Its portfolio covered all the oceans of the world, including remote areas, neglected by the competition, and - though not derived from original surveys, since the charts were often copied from Dutch specimens - had the merit of stimulating printed production. These maps were similar in style, refinement and use of color, to those typical of the Mediterranean tradition, though less rich in decoration: bright colors, multicolored roses, ornate cartouches, choppy waters crossed by ships in full sail, and the typical grid of wind-rhumbs radiating from intersection points or roses, regularly distributed on the surface of the charts.
The charts produced by the Thames School were called platts because they were glued onto wooden boards hinged so as to be closed like a book, in order to protect the representation.

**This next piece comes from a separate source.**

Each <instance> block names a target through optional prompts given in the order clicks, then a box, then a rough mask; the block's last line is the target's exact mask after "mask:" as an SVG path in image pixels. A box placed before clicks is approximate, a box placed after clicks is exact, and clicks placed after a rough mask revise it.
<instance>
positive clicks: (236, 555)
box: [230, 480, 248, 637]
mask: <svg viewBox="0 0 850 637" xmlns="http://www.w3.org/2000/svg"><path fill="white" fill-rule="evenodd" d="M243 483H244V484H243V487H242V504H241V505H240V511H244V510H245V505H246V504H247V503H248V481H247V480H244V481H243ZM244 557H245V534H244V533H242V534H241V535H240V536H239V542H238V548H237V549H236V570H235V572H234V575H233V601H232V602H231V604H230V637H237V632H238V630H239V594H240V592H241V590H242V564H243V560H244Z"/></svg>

Basil Ringrose was a buccaneer of the ship "Trinity" to the command of Bartholomew Sharp, who captured in 1681 the Spanish ship 'Rosario' off of today's Ecuador. The booty included a collection of maps of the coast from Acapulco to Cape Horn, of great interest for England that contrasted Spanish hegemony on the coast of South America.

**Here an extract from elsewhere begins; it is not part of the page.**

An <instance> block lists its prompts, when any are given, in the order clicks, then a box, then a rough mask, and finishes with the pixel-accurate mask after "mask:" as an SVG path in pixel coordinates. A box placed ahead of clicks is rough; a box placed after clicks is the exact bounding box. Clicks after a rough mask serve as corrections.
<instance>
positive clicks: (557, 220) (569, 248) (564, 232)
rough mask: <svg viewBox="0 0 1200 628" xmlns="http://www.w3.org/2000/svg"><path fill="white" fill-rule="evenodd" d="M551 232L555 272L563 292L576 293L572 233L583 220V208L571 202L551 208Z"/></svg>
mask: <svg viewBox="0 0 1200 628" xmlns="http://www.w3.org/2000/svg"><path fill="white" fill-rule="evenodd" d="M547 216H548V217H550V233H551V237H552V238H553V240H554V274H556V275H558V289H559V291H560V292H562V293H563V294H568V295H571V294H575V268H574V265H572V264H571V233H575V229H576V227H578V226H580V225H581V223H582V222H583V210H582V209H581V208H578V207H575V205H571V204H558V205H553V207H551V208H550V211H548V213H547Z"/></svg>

The maps were thus reproduced in several manuscript editions by Capt. Sharpe - who edited the English translation, while the drawing was made by William Hack, a leading figure of the "Thames School" - and were assembled in an atlas, entitled Waggoner of the Great South Sea, which was donated to King Charles II. Basil Ringrose produced another version, complete with soundings, exhaustive nautical instructions and symbols to mark rocks and shallow water.
Agustine Fitzhugh too belonged to that prolific breeding ground of manuscript charts that was the "Thames School". His is a beautiful chart of Mocha on the Red Sea, just off the Strait of Bab-el-Mandeb: the city was in the seventeenth century such an important commercial node between the Mediterranean and the Indian Ocean, that the Dutch and English East India Companies established there offices and stores, around 1680. Oriented with north to left, the chart depicts the city, enclosed by a dotted line that represents the ancient city walls, within which we distinguish its main monuments. Above, two views: the one above shows the coast as it appears in perfect visibility, while the one below shows it in the presence of haze. The effect of fog - that, by hiding the hills behind, makes the city appear more clear - was graphically obtained by drawing the view below on a larger scale.
A member of the Thames School was Joseph Moxon, best known for his biblical maps, who was nevertheless among the first authors of nautical atlases with his Book of Sea Platts, published in 1657. His production actively spurred on the English cartographic tradition, which found in John Seller its "founder."